Editor’s Note: In a post last spring, I laid out my interest in trying to locate feminist responses to alcohol and drug problems within the women’s liberation movement of the late 1960s-early ‘70s. Comments of and off the blog suggested that in fact there was an obvious connection between 2nd wave feminism and drugs and alcohol, and it lay in the history of what one interlocutor called “Prohibition feminism.” The correlation seemed commonsensical to me too, until I thought “wait a minute—did people even think about the temperance movement as feminist in the 1960s and ‘70s?” To get at that question, I decided to consult UC Santa Cruz’s Barbara Epstein, whose 1981 book The Politics of Domesticity: Women, Evangelism, and Temperance in 19th-Century America, is the first extended published treatment of women’s organizing against alcohol. (I say “published” since it should be noted that sociologist Joseph Gusfield wrote a history of the Woman’s Christian Temperance Union for his 1954 dissertation at the University of Chicago. [Why gender plays so small a role in his landmark book Symbolic Crusade, discussed below, is a question worth pondering.]) Our conversation sheds interesting light on the moment in which temperance got tagged as a feminist issue—and on the reasons why 19th-century feminism’s anti-drunkenness stance did not translate into a similarly coherent or forceful anti-drug abuse position among Second Wave feminists.
What’s the origin story of The Politics of Domesticity? How did that book come into being?

I did my PhD in the History Department at UC Berkeley in the early 1970s. I had taken a seminar on US Colonial history in which I wrote a research paper on the role of women in the Great Awakening; I was interested in social movements and in women’s history and this seemed to be a way of addressing both. My graduate advisor, Lawrence Levine, always encouraged whatever his students wanted to do, and he was a feminist before the emergence of feminism. So he suggested that I write my dissertation on this topic. I followed his advice, more out of a sense of bewilderment at being in academia at all than out of conscious choice. When I turned my dissertation into a book—for the usual reason, so as to keep my job (by that time I was already teaching at UCSC)— I extended it into the women’s temperance movement, which I actually found more interesting than the Great Awakening, which, by that time, I was thoroughly sick of. But at least it turned into a study of an early women’s movement.

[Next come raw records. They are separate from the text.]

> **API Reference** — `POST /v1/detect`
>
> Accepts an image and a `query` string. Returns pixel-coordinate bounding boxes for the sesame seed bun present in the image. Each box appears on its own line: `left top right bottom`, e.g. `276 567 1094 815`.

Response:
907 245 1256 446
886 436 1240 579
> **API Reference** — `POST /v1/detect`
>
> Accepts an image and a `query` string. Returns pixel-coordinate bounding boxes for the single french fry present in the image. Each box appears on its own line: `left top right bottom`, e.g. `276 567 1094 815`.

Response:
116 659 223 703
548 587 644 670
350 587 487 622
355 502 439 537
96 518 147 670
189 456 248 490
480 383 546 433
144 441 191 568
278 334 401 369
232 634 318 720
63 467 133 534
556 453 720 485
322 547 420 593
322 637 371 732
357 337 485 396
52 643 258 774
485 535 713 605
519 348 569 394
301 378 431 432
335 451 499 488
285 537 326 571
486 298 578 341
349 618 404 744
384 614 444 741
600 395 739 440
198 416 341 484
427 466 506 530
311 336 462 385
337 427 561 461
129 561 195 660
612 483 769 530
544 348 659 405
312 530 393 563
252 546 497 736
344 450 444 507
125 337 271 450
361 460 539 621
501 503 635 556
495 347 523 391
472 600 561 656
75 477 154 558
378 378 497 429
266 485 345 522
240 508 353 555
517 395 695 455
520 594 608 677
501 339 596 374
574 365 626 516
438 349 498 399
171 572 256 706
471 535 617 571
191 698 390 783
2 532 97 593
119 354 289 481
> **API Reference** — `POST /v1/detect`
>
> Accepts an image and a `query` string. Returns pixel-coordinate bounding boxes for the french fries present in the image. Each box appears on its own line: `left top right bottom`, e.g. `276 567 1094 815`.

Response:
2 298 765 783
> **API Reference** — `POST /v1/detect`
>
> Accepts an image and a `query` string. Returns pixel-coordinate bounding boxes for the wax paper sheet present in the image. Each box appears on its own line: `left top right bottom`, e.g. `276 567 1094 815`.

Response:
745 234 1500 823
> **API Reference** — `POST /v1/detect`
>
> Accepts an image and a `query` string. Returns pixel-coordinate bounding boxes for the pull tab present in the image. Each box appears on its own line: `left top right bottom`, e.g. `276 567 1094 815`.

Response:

And that’s how I always saw this work: as a little corner of women’s history and social movement history. I knew Harry Levine and other people who worked at the Social Research Group [ed: originally the California Study on Drinking Practices, fd. 1959; later the Alcohol Research Group]but I never had a sense that “alcohol studies” was a field, and I never thought I was doing work on the history of alcohol or public policy.